Третий тип – реакция профессионалов-филологов, которая, в свою очередь, может быть двоякой. Для филологического сообщества ситуация критическая: речь идет о пересмотре взглядов, питавших профессиональную деятельность едва ли не каждого из них (а как нынче выясняется, мениппеями были чуть ли не все пики мировой художественной литературы). Признавать собственные ошибки, к тому же такие масштабные и жизненно важные, способен только талант.
Те из филологов, кто будет убежден Барковым и кто не будет убежден, но стремится к торжеству истины, независимо от их прошлых взглядов, статей и книг, в конце концов встанут на сторону новой теории и сделаются ее проводниками и последователями. Им предстоит нелегкая борьба с остальными, которые на это неспособны и которых поначалу окажется большинство (четвертый тип читательской реакции). Средства борьбы этого большинства, в общем, уже известны: от замалчивания новых взглядов до подтасовок и навешивания ярлыков. Их цель – во что бы то ни стало удержаться на плаву в этой жизни без ущерба их сложившемуся авторитету, невзирая даже на то, что в глазах будущих поколений они могут стать посмешищами.
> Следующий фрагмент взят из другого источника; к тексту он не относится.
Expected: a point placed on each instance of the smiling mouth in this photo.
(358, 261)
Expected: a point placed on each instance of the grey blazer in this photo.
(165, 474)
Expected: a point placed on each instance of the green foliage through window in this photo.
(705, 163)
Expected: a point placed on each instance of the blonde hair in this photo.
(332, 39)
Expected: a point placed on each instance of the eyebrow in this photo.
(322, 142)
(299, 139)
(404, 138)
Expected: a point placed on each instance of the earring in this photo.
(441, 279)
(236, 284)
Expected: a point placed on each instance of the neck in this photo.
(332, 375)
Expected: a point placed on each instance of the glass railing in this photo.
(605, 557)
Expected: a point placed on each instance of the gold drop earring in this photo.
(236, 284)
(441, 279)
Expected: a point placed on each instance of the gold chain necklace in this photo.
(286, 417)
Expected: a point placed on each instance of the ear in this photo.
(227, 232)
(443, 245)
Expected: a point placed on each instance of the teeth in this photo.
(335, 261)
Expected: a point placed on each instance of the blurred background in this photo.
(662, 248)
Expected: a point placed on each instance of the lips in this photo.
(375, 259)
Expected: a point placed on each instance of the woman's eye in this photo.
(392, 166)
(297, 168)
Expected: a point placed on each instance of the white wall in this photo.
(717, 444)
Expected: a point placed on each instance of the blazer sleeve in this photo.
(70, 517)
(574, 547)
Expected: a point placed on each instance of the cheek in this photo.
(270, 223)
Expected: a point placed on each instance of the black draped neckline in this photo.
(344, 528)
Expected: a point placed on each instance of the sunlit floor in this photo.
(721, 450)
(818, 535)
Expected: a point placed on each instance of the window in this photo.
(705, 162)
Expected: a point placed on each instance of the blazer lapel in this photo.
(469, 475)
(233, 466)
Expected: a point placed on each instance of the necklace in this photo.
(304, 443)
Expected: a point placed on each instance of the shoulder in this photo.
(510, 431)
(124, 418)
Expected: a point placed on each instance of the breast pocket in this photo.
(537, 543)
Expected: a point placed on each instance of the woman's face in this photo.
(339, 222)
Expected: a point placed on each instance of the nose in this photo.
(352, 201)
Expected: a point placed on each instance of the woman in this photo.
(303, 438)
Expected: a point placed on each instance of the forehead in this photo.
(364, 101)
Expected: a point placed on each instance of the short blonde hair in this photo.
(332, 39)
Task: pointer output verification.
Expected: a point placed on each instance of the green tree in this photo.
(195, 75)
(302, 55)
На наших глазах будет разворачиваться смертельная борьба, в полном соответствии с тем, как она была описана в мениппеях Шекспира, Стерна, Пушкина, Булгакова и других гениальных писателей. Произведения гениев станут аргументами в этой литературоведческой борьбе, где всеобщая схватка между добром и злом будет тоже проходить на стыке таланта и посредственности. И надежда наша – на то, что талант в конечном счете победит, несмотря на превосходящие силы противника, – иначе это пушкинское предостережение оказалось бы напрасным.
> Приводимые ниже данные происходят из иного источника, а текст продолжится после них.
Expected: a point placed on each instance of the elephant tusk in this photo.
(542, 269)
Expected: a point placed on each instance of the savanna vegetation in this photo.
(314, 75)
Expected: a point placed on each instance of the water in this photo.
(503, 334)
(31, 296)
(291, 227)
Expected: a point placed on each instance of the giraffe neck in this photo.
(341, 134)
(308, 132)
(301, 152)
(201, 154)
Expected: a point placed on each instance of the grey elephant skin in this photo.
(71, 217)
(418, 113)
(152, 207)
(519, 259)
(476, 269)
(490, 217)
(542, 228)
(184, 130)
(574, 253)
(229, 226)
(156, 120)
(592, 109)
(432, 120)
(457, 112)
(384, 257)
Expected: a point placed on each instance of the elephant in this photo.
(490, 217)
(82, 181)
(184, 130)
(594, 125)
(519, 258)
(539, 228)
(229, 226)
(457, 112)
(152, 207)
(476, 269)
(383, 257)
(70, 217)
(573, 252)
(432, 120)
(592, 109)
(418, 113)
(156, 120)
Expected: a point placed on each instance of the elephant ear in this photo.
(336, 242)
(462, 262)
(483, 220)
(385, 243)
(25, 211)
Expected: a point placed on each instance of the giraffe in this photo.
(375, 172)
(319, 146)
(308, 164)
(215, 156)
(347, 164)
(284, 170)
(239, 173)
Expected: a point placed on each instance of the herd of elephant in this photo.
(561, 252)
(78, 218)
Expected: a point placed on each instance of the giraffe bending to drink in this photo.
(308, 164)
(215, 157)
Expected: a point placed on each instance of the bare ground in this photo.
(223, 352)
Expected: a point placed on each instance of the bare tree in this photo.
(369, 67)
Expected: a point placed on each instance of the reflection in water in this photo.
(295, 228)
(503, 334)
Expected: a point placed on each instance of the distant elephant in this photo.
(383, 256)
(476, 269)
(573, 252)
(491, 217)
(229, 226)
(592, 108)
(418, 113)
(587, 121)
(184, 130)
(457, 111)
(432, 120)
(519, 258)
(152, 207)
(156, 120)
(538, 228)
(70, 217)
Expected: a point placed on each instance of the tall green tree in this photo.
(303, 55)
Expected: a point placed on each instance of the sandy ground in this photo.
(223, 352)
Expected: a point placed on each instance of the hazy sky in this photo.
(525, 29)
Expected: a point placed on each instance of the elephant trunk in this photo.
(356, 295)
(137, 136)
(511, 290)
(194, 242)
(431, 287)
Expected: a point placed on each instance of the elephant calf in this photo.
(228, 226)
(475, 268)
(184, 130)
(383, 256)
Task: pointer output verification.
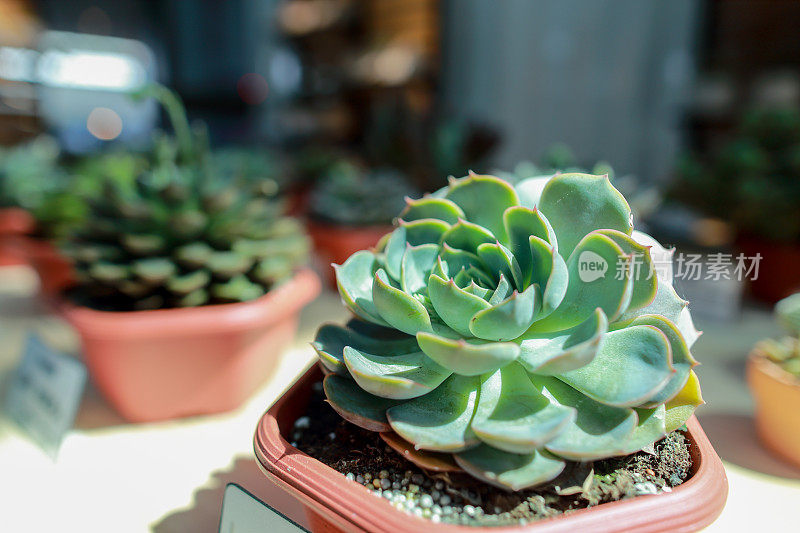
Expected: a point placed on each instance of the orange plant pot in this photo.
(777, 395)
(779, 268)
(162, 364)
(333, 503)
(334, 244)
(53, 268)
(15, 224)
Здесь имеет место двусмысленность, которую Барков разъяснил в дискуссии 2002 года, приводя информацию о том, «чего не знали Набоков и Лотман», «но что безусловно знали Пушкин с его костромской ветвью ближайших родственников и Катенин, имение которого было неподалеку. А именно: в отличие от единственной ярмарки в год в Нижнем Новгороде (до 1816 года – в Макарьеве на реке Керженец), в…«захолустном» городе Макарьеве, что на реке Унже, в Костромской области, в год проводилось по три ярмарки: Крещенская, Благовещенская и Ильинская. И это и есть то самое место, где в 1439 году монах Макарий основал свою вторую обитель…
Пушкин не оговаривает, куда именно едет Онегин, но из построения пушкинского текста видно, что Онегин едет в Нижний Новгород и по дороге заезжает в «костромской» Макарьев, хотя и делает для этого небольшой крюк; если бы он поехал в «нижегородский» Макарьев, ему пришлось бы приехать в Нижний Новгород и потом ехать в Макарьев, который расположен восточнее, что противоречит пушкинскому тексту. Пушкин и написал-то весь этот кусок из прозаического предложения и стихов о ярмарке, чтобы лишний раз подразнить Катенина, который жил неподалеку: тому, чтобы попасть в Нижний через Макарьев, и крюка делать не надо было».
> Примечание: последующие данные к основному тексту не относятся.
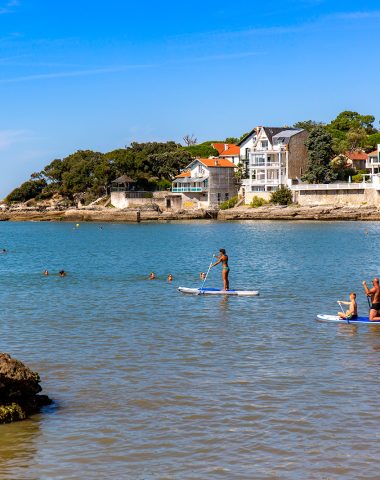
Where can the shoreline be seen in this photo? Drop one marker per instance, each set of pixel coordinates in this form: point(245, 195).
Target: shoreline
point(288, 213)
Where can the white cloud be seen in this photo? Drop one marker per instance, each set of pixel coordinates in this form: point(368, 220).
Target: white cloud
point(74, 73)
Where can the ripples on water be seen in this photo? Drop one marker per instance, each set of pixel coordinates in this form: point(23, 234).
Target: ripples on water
point(152, 384)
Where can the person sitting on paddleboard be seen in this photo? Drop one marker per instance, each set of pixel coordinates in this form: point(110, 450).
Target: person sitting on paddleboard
point(352, 312)
point(223, 259)
point(374, 294)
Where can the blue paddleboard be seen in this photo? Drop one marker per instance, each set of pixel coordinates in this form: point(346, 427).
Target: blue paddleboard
point(337, 319)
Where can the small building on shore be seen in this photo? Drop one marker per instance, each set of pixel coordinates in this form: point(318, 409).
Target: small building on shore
point(206, 182)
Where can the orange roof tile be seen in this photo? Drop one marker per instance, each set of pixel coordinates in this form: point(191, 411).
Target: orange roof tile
point(183, 174)
point(356, 155)
point(226, 149)
point(216, 162)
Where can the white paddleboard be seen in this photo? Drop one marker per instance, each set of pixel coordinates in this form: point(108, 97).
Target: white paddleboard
point(337, 319)
point(217, 291)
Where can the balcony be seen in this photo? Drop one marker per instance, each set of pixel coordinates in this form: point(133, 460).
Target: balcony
point(258, 164)
point(262, 181)
point(187, 189)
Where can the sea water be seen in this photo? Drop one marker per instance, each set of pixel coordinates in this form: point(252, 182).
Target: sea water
point(149, 383)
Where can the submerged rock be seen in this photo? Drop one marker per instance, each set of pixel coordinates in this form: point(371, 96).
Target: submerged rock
point(19, 389)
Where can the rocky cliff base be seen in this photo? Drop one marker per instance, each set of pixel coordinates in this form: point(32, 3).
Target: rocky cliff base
point(293, 212)
point(267, 212)
point(19, 389)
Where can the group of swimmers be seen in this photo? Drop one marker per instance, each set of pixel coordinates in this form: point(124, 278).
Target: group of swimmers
point(373, 295)
point(222, 258)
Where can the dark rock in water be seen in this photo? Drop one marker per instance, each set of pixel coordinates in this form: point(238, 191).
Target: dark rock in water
point(19, 388)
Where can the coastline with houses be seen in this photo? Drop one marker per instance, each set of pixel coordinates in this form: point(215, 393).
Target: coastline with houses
point(219, 180)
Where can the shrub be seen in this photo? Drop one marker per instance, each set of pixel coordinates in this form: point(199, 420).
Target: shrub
point(282, 196)
point(229, 203)
point(26, 191)
point(258, 202)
Почему Барков не включил разъяснение этой двусмысленности в книгу? Полагаю, ради стройности логики изложения. О Катенине речь впереди; упоминание его имени без подробного объяснения того, какую роль он сыграл в пушкинской судьбе, потребовало бы перестройки сюжета «Прогулок», а в этом месте «Макарьев» воспринимался читателем именно в первом смысле, работая на замысел Пушкина. Второй смысл был адресован непосредственно Катенину.
Таких двусмысленностей в «Онегине» множество, но для их понимания нужно смотреть на роман с другой «точки», обоснованием которой и занимается Барков в этой книге.